初六。艮其趾、无咎、利永貞。
Still the toes—no blame; long-term correctness benefits. Stop immediately at the start.
Gon-i-san / Gèn
Double mountain—complete stillness. Stop when time calls; move when time calls.
艮其背、不獲其身。行其庭、不見其人。无咎。
Keep the back still, not grasping the body. Walk in the courtyard, not seeing the person. No blame. Proper stillness.
Now is time to halt; quiet the mind and body to avoid error.
Interpretations if the line changes.
Still the toes—no blame; long-term correctness benefits. Stop immediately at the start.
Still the calves, not saving those who follow—heart is uneasy. Partial halt is uncomfortable.
Still the loins, splitting the spine—danger, heart aches. Forced stillness hurts.
Still the whole body—no blame.
Still the jaw—order your words; regret disappears. Speech restraint heals.

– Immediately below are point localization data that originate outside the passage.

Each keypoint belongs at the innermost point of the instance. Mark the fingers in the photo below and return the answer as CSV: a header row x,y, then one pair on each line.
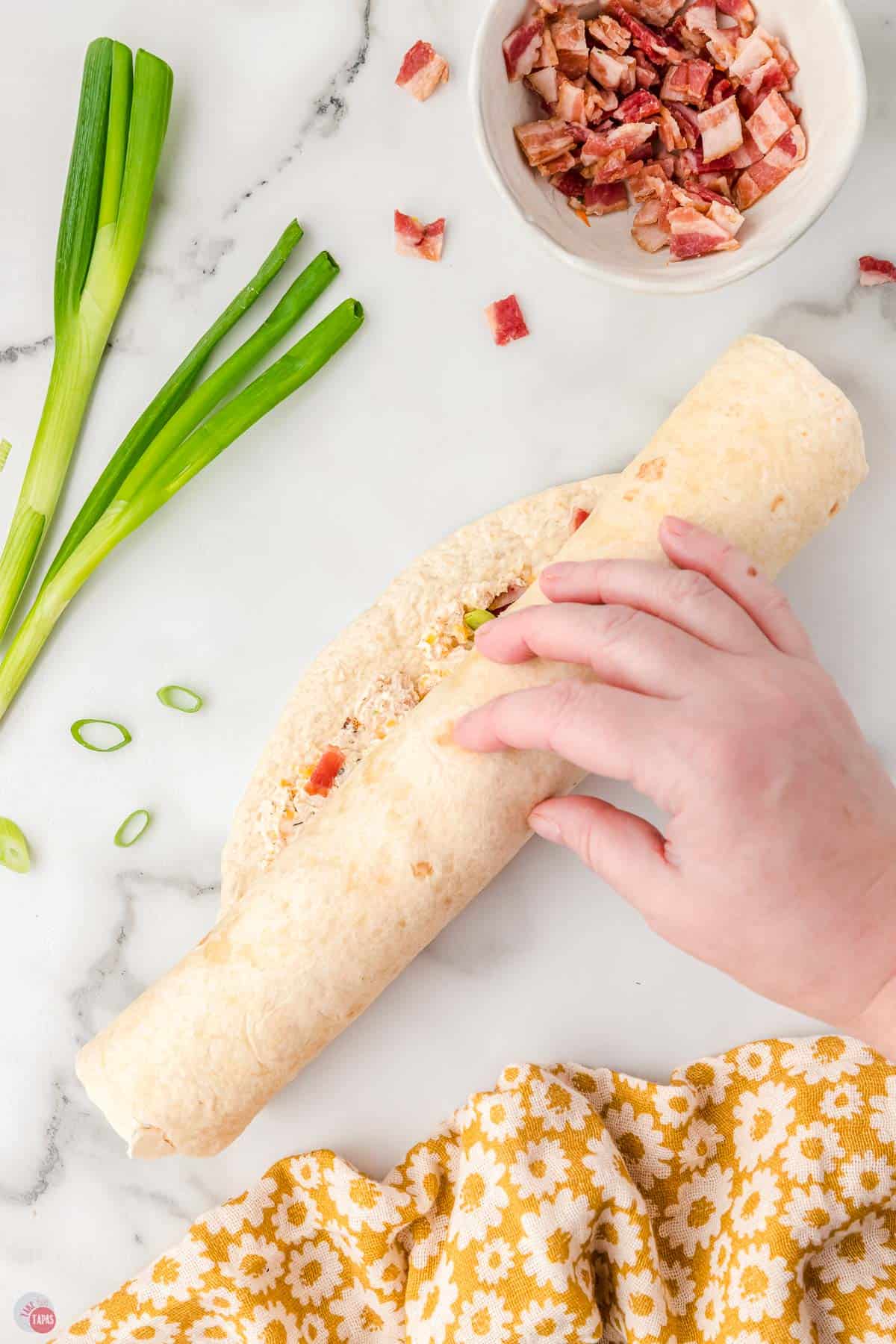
x,y
685,598
598,727
623,850
695,549
625,647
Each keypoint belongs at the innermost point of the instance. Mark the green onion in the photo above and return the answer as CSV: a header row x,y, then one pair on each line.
x,y
184,447
13,847
121,125
172,396
80,725
132,828
173,697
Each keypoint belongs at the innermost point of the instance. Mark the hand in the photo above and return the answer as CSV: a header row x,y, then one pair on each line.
x,y
778,865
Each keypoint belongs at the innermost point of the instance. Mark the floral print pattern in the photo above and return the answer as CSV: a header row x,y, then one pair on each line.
x,y
750,1201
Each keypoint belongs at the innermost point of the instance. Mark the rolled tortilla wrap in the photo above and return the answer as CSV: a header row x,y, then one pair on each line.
x,y
763,450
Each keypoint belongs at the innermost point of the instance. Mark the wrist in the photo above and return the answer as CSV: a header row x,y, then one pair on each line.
x,y
876,1024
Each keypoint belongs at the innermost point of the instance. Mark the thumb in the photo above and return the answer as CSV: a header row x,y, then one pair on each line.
x,y
625,850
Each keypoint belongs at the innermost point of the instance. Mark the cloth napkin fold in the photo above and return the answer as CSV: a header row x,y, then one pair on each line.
x,y
750,1201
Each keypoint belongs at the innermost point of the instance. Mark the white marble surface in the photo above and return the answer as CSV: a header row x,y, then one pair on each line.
x,y
287,107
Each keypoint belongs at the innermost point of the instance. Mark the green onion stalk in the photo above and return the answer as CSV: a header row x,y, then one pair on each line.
x,y
121,127
184,445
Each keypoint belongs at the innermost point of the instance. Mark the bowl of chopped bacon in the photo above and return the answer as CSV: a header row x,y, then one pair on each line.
x,y
635,136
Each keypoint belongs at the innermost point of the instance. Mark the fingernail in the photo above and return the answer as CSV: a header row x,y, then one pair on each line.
x,y
544,827
676,526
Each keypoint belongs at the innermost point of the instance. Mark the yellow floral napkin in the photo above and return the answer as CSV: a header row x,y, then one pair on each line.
x,y
751,1201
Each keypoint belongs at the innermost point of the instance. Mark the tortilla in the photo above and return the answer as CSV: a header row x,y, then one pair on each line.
x,y
763,452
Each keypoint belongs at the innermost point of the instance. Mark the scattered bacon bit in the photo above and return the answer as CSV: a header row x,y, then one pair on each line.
x,y
872,270
422,72
638,107
721,129
606,198
714,136
507,322
417,240
521,49
324,773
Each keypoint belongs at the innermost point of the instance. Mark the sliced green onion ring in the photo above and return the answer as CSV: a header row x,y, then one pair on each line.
x,y
132,828
13,847
107,724
474,618
173,697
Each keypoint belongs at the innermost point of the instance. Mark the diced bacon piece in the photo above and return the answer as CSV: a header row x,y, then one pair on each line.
x,y
739,10
597,101
570,183
722,87
606,69
659,13
422,72
647,230
507,322
692,40
687,119
872,270
671,136
691,201
563,163
687,166
716,184
570,101
571,46
625,140
610,34
723,47
523,46
543,140
780,52
660,47
548,54
638,107
417,240
770,121
544,84
687,82
605,201
771,171
648,181
724,214
696,235
702,18
324,773
721,129
753,52
647,74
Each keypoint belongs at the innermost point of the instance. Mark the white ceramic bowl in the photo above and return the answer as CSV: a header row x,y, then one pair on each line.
x,y
830,89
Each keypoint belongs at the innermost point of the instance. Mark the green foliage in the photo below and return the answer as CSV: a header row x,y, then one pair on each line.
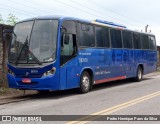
x,y
1,20
12,19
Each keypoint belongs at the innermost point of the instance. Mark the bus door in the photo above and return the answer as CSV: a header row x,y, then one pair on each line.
x,y
68,60
128,53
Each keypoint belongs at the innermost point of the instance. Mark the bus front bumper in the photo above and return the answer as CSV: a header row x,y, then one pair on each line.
x,y
43,83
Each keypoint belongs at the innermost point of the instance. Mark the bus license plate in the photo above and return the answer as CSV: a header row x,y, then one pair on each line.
x,y
26,80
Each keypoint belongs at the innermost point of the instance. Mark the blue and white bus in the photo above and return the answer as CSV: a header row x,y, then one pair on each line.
x,y
59,53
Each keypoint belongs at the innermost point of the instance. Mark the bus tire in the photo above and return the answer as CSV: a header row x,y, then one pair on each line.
x,y
85,82
139,74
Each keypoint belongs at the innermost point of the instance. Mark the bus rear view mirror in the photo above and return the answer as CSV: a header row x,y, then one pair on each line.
x,y
66,39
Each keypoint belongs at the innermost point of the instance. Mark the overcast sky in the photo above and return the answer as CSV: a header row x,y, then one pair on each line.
x,y
135,14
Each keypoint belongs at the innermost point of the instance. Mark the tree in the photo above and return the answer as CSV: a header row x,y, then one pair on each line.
x,y
12,19
1,20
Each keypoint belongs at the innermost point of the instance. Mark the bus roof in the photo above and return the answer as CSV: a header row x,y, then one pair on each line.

Thick stillness—good fortune. Solid calm is auspicious.
When you cast Hexagram 52, Gèn (Keeping Still), the Book of Changes shows you a situation with Gen (Mountain) above and Gen (Mountain) below. Double mountain—complete stillness. Stop when time calls; move when time calls. Use the cards below to map that pattern onto your specific question — a love reading, a career decision, a health concern, or a yes/no choice.
Hold steady; give space rather than push. In a love or relationship reading, Hexagram 52 (Gèn) describes the meeting point of Gen (mountain) above and Gen (mountain) below: how the outer situation meets your inner state. Ask whether you are forcing the relationship to fit a picture, or letting it move at the rhythm this hexagram suggests. For a partnered question, read the changing lines to see which side — yours or the other person's — is being asked to shift.
Pause actions; assess carefully before moving. In work and career, Gèn points to whether the outer market or workplace (Gen (mountain)) and your inner stance (Gen (mountain)) are in alignment. If a project, negotiation, or job change is the question, ask what this hexagram says about timing rather than effort: pushing harder rarely changes a Gèn situation; reading the configuration usually does.
Rest and recuperate; forced action harms. For a body or wellness reading, treat the lines of Hexagram 52 as descriptions of phases, not diagnoses. Gèn usually signals where energy needs to be conserved versus where it is asking to be expressed. Combine the hexagram's advice with concrete medical guidance — the I Ching is a reflective tool, not a substitute for professional care.
When the question is a yes/no — should I take the offer, move, leave, commit? — read Hexagram 52 (Gèn, Keeping Still) as a statement about the configuration of your situation rather than the outcome. The summary "Double mountain—complete stillness. Stop when time calls; move when time calls." is your starting frame. Ask: does this action respect that configuration, or fight it? Changing lines, if any, tell you which specific aspect needs to bend.